These lines are from ssl.conf

 DocumentRoot "/opt/apache/CA"
SSLCertificateFile /opt/apache/CA/192.33.175.160.crt
SSLCertificateKeyFile /opt/apache/CA/192.33.175.160.key
SSLCertificateChainFile /opt/apache/CA/my-ca.crt
SSLCACertificateFile /opt/apache/CA/my-ca.crt

 <Directory "/opt/apache/CA">
     SSLOptions +StdEnvVars
  </Directory>


These are from httpd.conf

 ServerRoot "/usr/local/apache2"
 Listen 80
DocumentRoot "/opt/apache/htdocs" - This is a second DocumentRoot - the 
httpd.conf includes the ssl.conf - could this be causing the problem?

changed htdocs to CA - still with problem

Do the .crt and .key files need be in CA?

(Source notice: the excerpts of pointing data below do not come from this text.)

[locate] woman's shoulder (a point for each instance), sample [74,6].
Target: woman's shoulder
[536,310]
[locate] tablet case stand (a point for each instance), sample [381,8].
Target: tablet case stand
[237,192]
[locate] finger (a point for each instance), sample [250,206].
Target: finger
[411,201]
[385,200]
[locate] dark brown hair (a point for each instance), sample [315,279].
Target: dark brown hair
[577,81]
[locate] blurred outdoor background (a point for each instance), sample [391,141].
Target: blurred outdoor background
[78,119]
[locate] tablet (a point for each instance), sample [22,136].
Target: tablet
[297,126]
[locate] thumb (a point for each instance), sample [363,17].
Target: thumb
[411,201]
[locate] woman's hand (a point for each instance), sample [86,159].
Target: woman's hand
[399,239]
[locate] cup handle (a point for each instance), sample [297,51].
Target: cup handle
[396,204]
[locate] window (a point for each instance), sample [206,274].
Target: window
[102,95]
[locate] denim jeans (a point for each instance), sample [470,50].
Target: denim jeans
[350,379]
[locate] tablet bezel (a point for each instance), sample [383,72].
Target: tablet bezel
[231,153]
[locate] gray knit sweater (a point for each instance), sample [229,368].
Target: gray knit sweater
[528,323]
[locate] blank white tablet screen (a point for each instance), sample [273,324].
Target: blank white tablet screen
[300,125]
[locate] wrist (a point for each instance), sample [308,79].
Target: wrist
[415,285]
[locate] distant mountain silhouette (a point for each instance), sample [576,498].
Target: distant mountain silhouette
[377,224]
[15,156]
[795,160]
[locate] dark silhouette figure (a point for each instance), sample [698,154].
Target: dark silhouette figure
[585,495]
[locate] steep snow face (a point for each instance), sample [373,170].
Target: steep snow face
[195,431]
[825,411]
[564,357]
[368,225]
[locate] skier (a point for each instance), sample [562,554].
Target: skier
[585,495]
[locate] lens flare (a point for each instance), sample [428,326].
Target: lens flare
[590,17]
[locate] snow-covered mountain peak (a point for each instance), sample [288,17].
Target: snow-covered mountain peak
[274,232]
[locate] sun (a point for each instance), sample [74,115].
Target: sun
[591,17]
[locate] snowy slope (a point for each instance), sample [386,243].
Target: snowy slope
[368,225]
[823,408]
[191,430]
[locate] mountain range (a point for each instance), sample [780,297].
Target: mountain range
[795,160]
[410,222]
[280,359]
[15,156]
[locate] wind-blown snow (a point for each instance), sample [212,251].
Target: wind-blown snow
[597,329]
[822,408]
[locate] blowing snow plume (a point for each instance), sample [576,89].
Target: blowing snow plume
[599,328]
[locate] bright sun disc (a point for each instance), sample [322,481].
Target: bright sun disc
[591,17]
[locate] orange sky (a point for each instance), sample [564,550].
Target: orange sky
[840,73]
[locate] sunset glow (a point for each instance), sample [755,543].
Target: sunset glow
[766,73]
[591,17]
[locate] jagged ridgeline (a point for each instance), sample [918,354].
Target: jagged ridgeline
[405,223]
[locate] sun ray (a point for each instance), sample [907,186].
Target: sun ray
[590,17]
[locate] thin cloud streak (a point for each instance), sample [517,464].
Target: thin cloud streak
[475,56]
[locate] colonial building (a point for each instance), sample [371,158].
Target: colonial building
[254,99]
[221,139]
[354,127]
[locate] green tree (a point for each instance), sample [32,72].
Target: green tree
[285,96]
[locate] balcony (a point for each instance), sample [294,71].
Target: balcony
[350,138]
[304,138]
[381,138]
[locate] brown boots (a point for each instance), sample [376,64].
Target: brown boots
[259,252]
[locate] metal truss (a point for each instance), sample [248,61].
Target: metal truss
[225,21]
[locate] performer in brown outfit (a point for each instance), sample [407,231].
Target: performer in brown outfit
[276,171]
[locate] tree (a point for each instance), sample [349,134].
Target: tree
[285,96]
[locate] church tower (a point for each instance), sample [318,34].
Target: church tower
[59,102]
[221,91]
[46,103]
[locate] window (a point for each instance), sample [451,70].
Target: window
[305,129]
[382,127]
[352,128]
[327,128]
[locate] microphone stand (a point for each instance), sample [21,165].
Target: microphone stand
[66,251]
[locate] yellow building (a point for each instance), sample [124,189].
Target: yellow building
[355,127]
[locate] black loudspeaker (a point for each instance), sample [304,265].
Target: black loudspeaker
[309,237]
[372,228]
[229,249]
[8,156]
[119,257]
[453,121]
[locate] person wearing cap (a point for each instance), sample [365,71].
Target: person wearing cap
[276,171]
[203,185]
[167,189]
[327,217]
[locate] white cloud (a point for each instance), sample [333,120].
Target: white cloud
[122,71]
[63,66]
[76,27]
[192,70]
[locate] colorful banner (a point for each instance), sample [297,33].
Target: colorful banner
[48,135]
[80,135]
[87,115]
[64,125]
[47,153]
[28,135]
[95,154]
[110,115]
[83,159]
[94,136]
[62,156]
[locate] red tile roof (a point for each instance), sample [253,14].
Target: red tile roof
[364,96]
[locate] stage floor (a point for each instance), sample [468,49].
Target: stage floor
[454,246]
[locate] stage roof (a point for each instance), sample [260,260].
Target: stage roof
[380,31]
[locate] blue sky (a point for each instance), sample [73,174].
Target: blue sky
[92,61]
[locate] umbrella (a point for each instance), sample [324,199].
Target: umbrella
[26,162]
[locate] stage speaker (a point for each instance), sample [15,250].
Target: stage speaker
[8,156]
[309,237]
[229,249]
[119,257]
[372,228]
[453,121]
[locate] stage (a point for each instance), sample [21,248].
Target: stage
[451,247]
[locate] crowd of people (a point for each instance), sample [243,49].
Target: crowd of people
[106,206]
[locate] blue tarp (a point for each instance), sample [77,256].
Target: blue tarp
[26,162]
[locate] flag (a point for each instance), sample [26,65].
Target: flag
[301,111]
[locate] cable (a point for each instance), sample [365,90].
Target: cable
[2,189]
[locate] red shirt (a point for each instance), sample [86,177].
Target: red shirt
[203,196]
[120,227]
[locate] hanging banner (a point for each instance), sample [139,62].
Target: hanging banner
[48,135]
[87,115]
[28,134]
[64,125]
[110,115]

The certificates were created by following the steps in this document.
http://www.vanemery.com/Linux/Apache/apache-SSL.html

tia,
dk






-----Original Message-----
From: Jorey Bump <[EMAIL PROTECTED]>
Sent: Aug 10, 2005 1:53 PM
To: openssl-users@openssl.org
Subject: Re: apachectl startssl started, but viewing https in browser does not

[EMAIL PROTECTED] wrote:
> if apachectl startssl works, any idea how come 
> trying to open https://ipaddres:443/index.html cannot display the page?

It's redundant. The standard port for https is already 443, and some 
browsers will simply remove it from the URL. The fact that the page 
won't display is probably unrelated to this.

> the following log appears after trying
> 
> openssl s_client -connect IPAddress:443 -state -debug
> 
> No client certificate CA names sent
> ---
> SSL handshake has read 2519 bytes and written 304 bytes
> ---
> New, TLSv1/SSLv3, Cipher is EDH-RSA-DES-CBC3-SHA
> Server public key is 1024 bit
> SSL-Session:
>     Protocol  : TLSv1
>     Cipher    : shows string here
>     Session-ID: showsid here
>     Session-ID-ctx:
>     Master-Key: shows key here
>     Key-Arg   : None
>     Start Time: 1123688834
>     Timeout   : 300 (sec)
>     Verify return code: 7 (certificate signature failure)
> 
> What does code 7 indicate? Is that the reason the page cannot be seen?
> Does something need to be added into the browser?
> What will trigger the browser to ask the person to verify the certificate?

It's not always easy to determine the exact cause of the problem from 
the error message. Briefly, how did you create the certificate? What are 
your SSLCertificate* settings in your conf file?